Experts and Their Expertise
I was recently rereading a great book on personal finance. Yes, I am that big of a dork. One area that caught my attention was some data on “experts.” You know how I love all the expert opinions out there. Most of this is just tied to the financial pornography portion of my world, like Jim Cramer on CNBC. With that, let me share some of what I found so interesting.
First off, this book is from over 15 years ago. All the data is older, but I have a feeling if it were updated it would look substantially the same. Let’s dig into it.
- Near the end of each year, we get buried in predictions of where the market will end the next year. BusinessWeek used to do an annual survey of Wall Street’s leading strategists (whatever that means). For the decade referenced in this book, these leading strategists have had their predictions off by an average of 16%.
- I am not old enough to remember, but the Dow hit a low of just under 800 points in August of 1982. On Friday the 13th of that month, expert after expert were quoted in the Wall Street Journal and New York Times . They all made predictions of doom and gloom saying why no one should be in the market. Well, a new bull market began that day. Last I looked, the Dow has done okay since then since it is well above 30,000.
- This one I do remember as it was the dotcom bubble bursting. Roughly 23 years ago NASDAQ had dropped fell just under 10% in one day. Once again, the experts made their calls. They were consistently along the lines of these are wonderful buying opportunities as the NASDAQ will not drop much at all. Over the next 2.5 years the NASDAQ lost 2/3 of its value.
- Experts are not limited to Wall Street. Flashing back to once again before my time to 1980, the US Treasury Secretary felt it was not time to sell any gold even though a record was just set. Well, this is going to sound familiar to what I just mentioned with NASDAQ. Over the next five years, gold lost 2/3 of its value too.
- Here is my favorite one. One money manager was brave enough to look at historical predictions of analysts on Wall Street. He looked at 30 years’ worth of data specifically on analysts’ estimate of what companies would earn in the next quarter. His finding was this – they were wrong by an average of 41%. To put that in terms I can wrap my brain around, it would like the local weatherman predicting it would be 60 tomorrow, but in reality it was 35 instead.
- A side note to the above comment. It is always amusing when I see headlines about how a company missed estimates. Oftentimes the estimates that were “missed” are what Wall Street predicted and not estimates set by the company. So, maybe instead it was the “experts” of Wall Street who missed the estimates instead of the companies themselves, yet the companies are the ones paying the price if their stock drops as a result. Reminds me of “heads I win and tails you lose.”

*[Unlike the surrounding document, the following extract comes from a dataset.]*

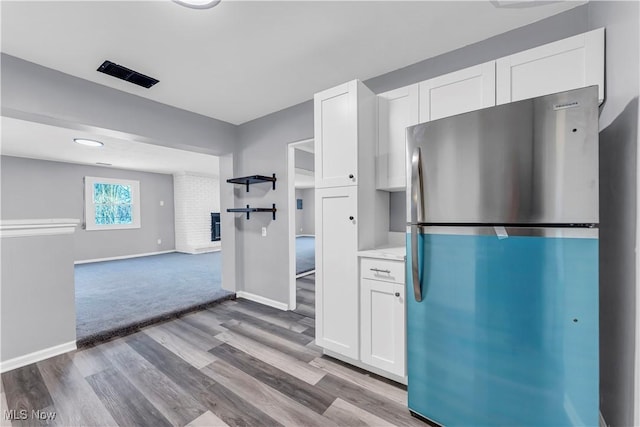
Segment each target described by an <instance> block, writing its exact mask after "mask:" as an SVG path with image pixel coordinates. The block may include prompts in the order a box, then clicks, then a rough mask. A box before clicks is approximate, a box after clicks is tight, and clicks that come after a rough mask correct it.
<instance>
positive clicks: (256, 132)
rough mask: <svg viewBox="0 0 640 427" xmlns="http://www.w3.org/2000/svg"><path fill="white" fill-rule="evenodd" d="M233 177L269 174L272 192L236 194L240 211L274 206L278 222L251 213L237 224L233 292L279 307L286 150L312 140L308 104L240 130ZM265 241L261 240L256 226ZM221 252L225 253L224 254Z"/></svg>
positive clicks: (295, 106)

- One final comment from me that was not in the book. The best performing stock in the S&P500 since 2000 is a company you may not expect. I’ve looked around to see how many analysts follow the company, but I cannot any reliable information. However, I am confident in saying very few followed this company probably until the last few years. The number one performer of the S&P500 since 2000 is Monster Energy. Or as one person I know calls it – a company that targets knucklehead young men. And as a parent of two sons that fall into this category, I believe that description is redundant😉
My point with all of this is simply a reminder that maybe, just maybe, it is better to set investment strategy based on your individual goals and plan as opposed to what the “experts” are throwing out regularly. Or, to paraphrase a comment in the book – these “experts” would have a hard time hitting the broadside of the barn with a shotgun while standing inside the barn.